If you run the debugging code supplied by @vkbr, and look at the JavaScript console, you will find that your code produces `21` steps, even though your original image showed that you needed only `20`. The extra step is not visible in the sketch, because it is being drawn outside your canvas. The problem is that your outer loop iterates `21` times instead of `20`. There are `21` numbers in the range `0` to `20`, inclusive. That `20` in the outer loop header needs to be `19`. Alternatively, you could change the condition to exclude `20`.

Each iteration of the outer loop is responsible for one column of circles. The first column needs to have `1` circle, and they must increase by `1` in number in each column that follows. This must occur while the value of `x` is increasing. We need to make sure to attach the steps to the bottom, instead of to the top of the canvas. If you subtract `x` from `19` and assign the result to `y`, and specify that `y` must be less than or equal to `19`, what would happen with the inner loop as `x` increases by `1` during each iteration of the outer loop?

Hello @yoyo,

Hint:

``````function setup()
{
createCanvas(400, 400);
textSize(16);

for(let num = 0; num<=9; num++)
{
fill(0);
text(num, num*30, 30);    // Left to right
text(9-num, num*30, 60)
text(num, (9-num)*30, 90) // Reverse - Right to left
}
}
``````

Tutorial:
4.2: Nested Loops - p5.js Tutorial

`:)`

1 Like

There’s different ways to do it… In my solution, one for loop goes up and the other goes down…
like: `x+=d `y-=d`

But I also find nested loops confuse. When I’m lost with them, I usually reduce the number of iterations to a really small one, like 3 or 5 and use text to log the values so its clearer what is happening.
cheers

For thinking about nested loops, it might help to label the circles by column and row.

EDIT (September 29, 2022):

Within each pair of numbers in all of the circles in the sketch, the first number represents the value of the control variable of the outer loop and the second represents the value of the control variable of the inner loop. These are the column and row numbers.

Take a look at the pairs of numbers in the circles in the diagonal. Is there a consistency regarding the sum of the two numbers in the pairs?

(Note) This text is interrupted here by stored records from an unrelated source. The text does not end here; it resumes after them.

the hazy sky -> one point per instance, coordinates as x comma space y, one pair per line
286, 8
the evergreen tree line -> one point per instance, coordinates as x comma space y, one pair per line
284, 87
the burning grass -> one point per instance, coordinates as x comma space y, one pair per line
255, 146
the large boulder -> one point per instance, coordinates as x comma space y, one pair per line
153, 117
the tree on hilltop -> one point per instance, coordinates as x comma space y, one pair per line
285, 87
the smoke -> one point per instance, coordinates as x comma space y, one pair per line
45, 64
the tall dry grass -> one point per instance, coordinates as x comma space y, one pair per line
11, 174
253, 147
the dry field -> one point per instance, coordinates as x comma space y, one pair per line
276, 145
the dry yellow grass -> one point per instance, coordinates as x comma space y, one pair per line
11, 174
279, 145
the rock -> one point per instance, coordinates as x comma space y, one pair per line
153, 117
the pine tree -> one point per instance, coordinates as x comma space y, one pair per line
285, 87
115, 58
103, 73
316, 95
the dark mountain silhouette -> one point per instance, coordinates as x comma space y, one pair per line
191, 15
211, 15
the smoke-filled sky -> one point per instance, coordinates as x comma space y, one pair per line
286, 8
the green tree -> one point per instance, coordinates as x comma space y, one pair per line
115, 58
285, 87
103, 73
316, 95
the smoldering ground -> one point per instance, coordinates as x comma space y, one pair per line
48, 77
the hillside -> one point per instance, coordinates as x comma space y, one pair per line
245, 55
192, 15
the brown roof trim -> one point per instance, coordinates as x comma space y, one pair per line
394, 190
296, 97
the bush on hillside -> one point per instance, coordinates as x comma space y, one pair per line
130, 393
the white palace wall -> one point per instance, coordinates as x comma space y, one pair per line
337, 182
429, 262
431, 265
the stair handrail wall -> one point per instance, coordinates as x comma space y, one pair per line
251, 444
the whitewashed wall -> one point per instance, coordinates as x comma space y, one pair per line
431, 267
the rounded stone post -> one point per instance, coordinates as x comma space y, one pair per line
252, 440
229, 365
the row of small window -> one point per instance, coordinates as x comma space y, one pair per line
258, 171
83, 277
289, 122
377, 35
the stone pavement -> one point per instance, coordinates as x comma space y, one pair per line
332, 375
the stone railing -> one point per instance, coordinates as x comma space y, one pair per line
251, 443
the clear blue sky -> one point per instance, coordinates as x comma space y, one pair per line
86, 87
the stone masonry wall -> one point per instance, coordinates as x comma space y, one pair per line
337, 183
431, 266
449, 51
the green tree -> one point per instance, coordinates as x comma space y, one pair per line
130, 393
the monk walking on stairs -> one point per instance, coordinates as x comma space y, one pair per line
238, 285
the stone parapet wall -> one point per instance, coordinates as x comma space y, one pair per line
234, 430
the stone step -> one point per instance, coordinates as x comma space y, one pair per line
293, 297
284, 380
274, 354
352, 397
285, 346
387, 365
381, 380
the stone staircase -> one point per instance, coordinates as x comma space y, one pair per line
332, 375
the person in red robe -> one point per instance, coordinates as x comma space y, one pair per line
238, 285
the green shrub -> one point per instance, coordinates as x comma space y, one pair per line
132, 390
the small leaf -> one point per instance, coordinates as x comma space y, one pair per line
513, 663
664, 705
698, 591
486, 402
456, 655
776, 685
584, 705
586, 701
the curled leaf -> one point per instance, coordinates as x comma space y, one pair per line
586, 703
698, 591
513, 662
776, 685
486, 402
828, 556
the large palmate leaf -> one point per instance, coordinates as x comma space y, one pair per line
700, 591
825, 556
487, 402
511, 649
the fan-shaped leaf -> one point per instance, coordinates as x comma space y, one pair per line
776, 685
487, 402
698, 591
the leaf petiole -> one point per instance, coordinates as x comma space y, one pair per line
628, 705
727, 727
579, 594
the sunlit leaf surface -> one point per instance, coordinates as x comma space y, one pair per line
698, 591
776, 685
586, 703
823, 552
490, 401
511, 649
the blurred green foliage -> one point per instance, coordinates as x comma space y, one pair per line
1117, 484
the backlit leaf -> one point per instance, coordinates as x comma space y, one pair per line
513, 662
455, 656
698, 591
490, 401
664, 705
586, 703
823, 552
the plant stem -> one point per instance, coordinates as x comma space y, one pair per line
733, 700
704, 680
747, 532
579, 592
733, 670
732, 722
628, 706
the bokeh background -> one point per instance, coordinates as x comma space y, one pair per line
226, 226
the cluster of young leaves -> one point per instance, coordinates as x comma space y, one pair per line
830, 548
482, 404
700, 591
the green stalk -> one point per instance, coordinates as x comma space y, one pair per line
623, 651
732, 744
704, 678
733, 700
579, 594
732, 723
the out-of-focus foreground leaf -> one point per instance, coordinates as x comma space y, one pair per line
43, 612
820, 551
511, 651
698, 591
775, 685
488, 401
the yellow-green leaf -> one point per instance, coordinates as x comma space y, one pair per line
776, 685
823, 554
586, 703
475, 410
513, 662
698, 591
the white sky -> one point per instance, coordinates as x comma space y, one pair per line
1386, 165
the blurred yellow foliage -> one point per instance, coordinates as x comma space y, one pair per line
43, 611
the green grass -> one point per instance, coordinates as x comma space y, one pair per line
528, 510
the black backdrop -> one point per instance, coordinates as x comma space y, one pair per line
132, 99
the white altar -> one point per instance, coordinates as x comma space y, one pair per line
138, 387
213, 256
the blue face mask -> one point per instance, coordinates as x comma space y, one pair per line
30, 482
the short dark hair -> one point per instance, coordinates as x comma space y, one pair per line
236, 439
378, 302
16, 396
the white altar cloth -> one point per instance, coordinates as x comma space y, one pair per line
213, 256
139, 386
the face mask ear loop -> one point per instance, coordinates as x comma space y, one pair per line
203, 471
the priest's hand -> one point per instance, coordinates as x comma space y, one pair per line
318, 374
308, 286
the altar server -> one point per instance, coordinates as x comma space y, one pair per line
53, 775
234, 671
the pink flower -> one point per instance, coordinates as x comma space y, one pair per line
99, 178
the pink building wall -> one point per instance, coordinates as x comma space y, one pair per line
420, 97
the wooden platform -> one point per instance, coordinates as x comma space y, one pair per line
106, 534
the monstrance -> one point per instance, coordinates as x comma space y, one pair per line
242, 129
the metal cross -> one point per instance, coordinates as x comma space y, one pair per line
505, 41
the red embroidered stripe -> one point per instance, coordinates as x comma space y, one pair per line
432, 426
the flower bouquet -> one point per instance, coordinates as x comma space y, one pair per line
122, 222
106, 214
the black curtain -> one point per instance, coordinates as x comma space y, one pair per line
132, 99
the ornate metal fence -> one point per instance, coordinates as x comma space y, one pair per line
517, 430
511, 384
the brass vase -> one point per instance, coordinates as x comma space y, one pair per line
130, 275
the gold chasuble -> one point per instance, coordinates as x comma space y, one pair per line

Also note the sums of the pairs of numbers below the diagonal. For each one, how does it relate to the sum of the two numbers in the circle in the diagonal above?

Do these observations suggest anything regarding what would be a good header for the inner loop? There are several possibilities that would work.

2 Likes

omg!! I finally get it

3 Likes

thank you guys

4 Likes

Good work, @yoyo!

Also, thanks go to @Chrisir, @vkbr, @glv, and @philipplehmann.

Since you’ve succeeded with a solution, we can now reveal some additional code of our own that applies to the project.

As mentioned earlier, there are multiple ways to achieve this task. For example …

Now, shifting our focus to the diagram here, which displays the column and row coordinate pairs, we can note that on the diagonal, the column and row numbers of each circle add up to 19. Below the diagonal, where the canvas is filled with circles, the two numbers in the coordinate pairs add up to a number greater than 19. In the entire space above the diagonal, where there are no circles, the numbers in the coordinate pairs would add up to a sum less than 19. From those observations, we can derive something like this regarding the nested loops:

``````  // column numbers from left to right
for (let col = 0; col <= 19; col++) {
// row numbers from the bottom up to and including the diagonal
// for (let row = 19; row >= 19 - col; row--) {
for (let row = 19; row + col >= 19; row--) {
circle((col + 0.5) * 20, (row + 0.5) * 20, 20);
}
}
``````

The code above could be refactored slightly to be equivalent to solutions that others have proposed.